La pulla irritó claramente a Gianna, que abrió la boca para discutir, pero antes de que pudiera decir nada más, el hombre de barba blanca tomó la palabra. «Tiene razón, ¿sabes? Si esa piedra esconde algo bueno en su interior, su valor podría dispararse. Si no, entonces no vale nada».
Gianna entrecerró los ojos con recelo, preguntándose si aquel anciano entrometido trabajaría para Grace.
«Parece que sabe del tema, señor. Si quiere, puede hacer los honores y abrirla usted mismo». Grace se dio cuenta de que al anciano le gustaban de verdad esas cosas y que probablemente era un entusiasta del trabajo con piedras.
Los ojos del anciano se iluminaron ante la sugerencia, y la emoción se apoderó de él mientras se preparaba para examinar la piedra. « ¿De verdad te parece bien?». Su tono denotaba sorpresa: la mayoría de la gente custodiaba celosamente sus piedras en bruto, por miedo a echar a perder una posible fortuna.
Grace asintió sin dudarlo.

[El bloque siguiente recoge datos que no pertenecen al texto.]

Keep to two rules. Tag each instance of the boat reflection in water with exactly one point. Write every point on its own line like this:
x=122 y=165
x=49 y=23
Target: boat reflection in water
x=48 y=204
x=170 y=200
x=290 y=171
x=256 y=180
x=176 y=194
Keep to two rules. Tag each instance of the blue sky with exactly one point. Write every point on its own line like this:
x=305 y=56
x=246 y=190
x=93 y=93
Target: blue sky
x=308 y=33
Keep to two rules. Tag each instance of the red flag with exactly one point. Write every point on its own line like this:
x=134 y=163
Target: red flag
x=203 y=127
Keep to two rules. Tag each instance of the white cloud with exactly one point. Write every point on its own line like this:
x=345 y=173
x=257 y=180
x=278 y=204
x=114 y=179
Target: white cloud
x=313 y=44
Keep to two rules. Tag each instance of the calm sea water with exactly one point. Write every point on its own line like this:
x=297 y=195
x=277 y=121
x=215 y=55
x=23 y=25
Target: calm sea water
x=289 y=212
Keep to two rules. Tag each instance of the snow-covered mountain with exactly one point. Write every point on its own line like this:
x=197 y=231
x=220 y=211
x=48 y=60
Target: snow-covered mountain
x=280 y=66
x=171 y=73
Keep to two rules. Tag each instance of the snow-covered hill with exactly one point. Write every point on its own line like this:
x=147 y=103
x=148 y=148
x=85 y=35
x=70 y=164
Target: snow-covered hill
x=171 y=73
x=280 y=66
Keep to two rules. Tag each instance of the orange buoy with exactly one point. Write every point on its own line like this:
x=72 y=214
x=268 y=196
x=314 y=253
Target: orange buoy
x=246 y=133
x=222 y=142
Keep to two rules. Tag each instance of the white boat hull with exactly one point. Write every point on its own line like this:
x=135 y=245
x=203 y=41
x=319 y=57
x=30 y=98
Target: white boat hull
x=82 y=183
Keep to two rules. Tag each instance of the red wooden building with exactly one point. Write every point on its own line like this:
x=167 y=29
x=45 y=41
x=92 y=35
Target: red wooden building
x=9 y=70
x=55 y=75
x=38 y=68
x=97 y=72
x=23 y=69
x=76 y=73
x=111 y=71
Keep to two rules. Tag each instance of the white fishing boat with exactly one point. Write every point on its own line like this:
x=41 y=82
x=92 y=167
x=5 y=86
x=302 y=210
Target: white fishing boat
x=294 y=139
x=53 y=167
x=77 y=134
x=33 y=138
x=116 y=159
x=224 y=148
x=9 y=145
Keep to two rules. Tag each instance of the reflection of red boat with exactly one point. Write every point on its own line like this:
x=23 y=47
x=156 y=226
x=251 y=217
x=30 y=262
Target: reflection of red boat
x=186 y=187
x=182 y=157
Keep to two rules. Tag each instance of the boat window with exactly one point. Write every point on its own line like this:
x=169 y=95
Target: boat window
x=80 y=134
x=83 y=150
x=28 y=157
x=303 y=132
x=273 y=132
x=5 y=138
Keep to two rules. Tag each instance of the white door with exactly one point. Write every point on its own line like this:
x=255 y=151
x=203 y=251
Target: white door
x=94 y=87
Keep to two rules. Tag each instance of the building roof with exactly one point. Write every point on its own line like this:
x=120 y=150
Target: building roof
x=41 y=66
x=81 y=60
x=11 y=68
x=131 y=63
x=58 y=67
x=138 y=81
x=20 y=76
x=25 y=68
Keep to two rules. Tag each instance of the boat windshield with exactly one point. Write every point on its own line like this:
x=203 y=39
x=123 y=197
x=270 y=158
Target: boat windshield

De todos modos, tenía una colección de piedras raras, y perder una no significaba nada. Si esta resultaba decepcionante, siempre tenía más entre las que elegir.
Nadie esperaba que el banquete de cumpleaños se animara tanto como lo hizo, gracias a la improvisada demostración de tallado de gemas. Ethel acogió la idea sin pensárselo dos veces.
Como a ella misma le encantaban estos pequeños espectáculos, siempre tenía a mano el equipo necesario. Se dirigió a los sirvientes y les dio una rápida instrucción para que trajeran las herramientas. Aunque ya había recibido su cuota de regalos excepcionales anteriormente, aún sentía que el corazón le latía con fuerza por la emoción.